It was a rare occasion that found me at Target with my six-year-old a couple of weeks ago. I mean, it wasn’t rare that I was at Target. I’m very basic in that I enjoy lattes, leggings and trips to Target.
What was rare about it was that I didn’t have the baby with me. Typically my trips to the store involve wrangling both my kindergartner and my one-year-old through the aisles.
But on this day it was just the two of us and she was bubbling over with excitement at the prospect of a Mommy-Daughter day. It had started at the local bounce house and was going to end with a new chapter book that she could pick out all on her own.
We were just inside the doors when my daughter looked up at me and asked, “Mommy? Since Bubbie isn’t with us, can I sit in the buggy today?”
(For all of you non-southern folks out there, that translates to: “Since the baby isn’t with us, can I sit in the shopping cart today?”)
(I am mentioning this tidbit on account of how I was in my twenties before I discovered that non-southerners do not, in fact, call shopping carts “buggies.”)

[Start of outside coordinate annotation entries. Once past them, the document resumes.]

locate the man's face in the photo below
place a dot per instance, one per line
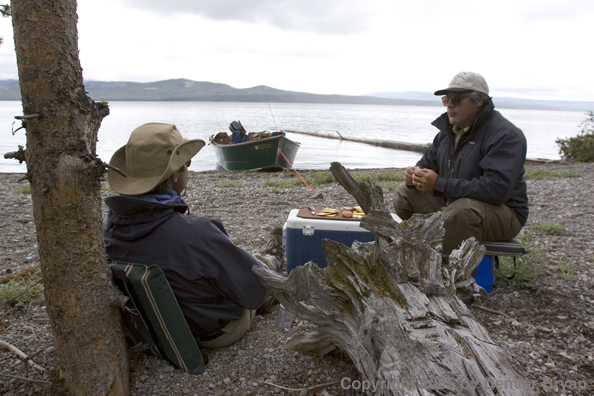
(181, 181)
(461, 110)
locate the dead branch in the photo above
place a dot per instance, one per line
(20, 354)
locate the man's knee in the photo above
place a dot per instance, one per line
(466, 210)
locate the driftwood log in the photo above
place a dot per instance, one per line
(391, 305)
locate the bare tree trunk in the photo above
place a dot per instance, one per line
(62, 124)
(392, 306)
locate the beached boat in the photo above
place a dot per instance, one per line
(254, 150)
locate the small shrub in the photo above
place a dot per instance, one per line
(547, 227)
(21, 290)
(230, 185)
(581, 147)
(24, 189)
(567, 270)
(540, 174)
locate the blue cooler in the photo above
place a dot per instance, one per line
(484, 273)
(302, 237)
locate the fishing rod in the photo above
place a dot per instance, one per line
(315, 195)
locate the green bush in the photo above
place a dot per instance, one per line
(21, 291)
(232, 184)
(547, 227)
(540, 174)
(24, 189)
(581, 147)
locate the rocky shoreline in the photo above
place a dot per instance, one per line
(548, 333)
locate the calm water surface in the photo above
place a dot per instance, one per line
(199, 120)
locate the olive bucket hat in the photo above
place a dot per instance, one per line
(466, 82)
(153, 153)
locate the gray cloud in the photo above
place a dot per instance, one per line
(552, 10)
(311, 16)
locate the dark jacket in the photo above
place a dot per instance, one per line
(487, 164)
(210, 276)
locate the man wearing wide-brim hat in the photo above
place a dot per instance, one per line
(146, 224)
(473, 171)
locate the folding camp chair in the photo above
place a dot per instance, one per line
(152, 316)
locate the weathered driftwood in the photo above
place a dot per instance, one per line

The front seat of the shopping cart is usually occupied by her baby brother, strapped into the patterned seat cover I bought on account of my slight germophobia, which he consistently lifts up to lick the plastic handle underneath. I can’t win for trying.

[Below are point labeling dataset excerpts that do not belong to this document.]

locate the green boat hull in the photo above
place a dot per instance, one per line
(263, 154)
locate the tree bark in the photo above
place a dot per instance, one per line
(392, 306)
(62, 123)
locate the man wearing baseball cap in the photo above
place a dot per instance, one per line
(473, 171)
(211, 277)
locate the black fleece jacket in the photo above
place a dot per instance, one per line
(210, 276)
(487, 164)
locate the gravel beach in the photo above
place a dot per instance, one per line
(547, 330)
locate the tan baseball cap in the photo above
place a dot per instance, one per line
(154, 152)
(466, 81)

It’s been a long time since she’s sat in that seat, relegated to walking after her sibling came along, another routine piece of her little life that shifted as we added a new member to the family.
I think she’s been feeling a little out of balance.
I looked down at her hopeful face and I said, “Sure!”
Sure, because why not?
Sure, because I don’t get to indulge her on a whim often these days.
Sure, because one day she won’t fit in this small seat anymore.
I could see her earnestness and knew that she needed this, because sometimes it’s tough to be a big sister when you’re still so little.
And so I pushed the buggy over to the side and lifted her into the seat.
I admit that it took a teensy bit longer than I anticipated, mostly because I’ve grown accustomed to plunking my chunky little guy straight on in and her long legs and lack of coordination proved to be a formidable task.
Which is why I turned to apologize when I heard the exaggerated sigh behind me. I thought I had tucked us out of the way but the struggle to convince my lock-legged daughter that bending her knees was required to sit down in the seat inched us forward until about a fourth of my cart was blocking the cart wipes.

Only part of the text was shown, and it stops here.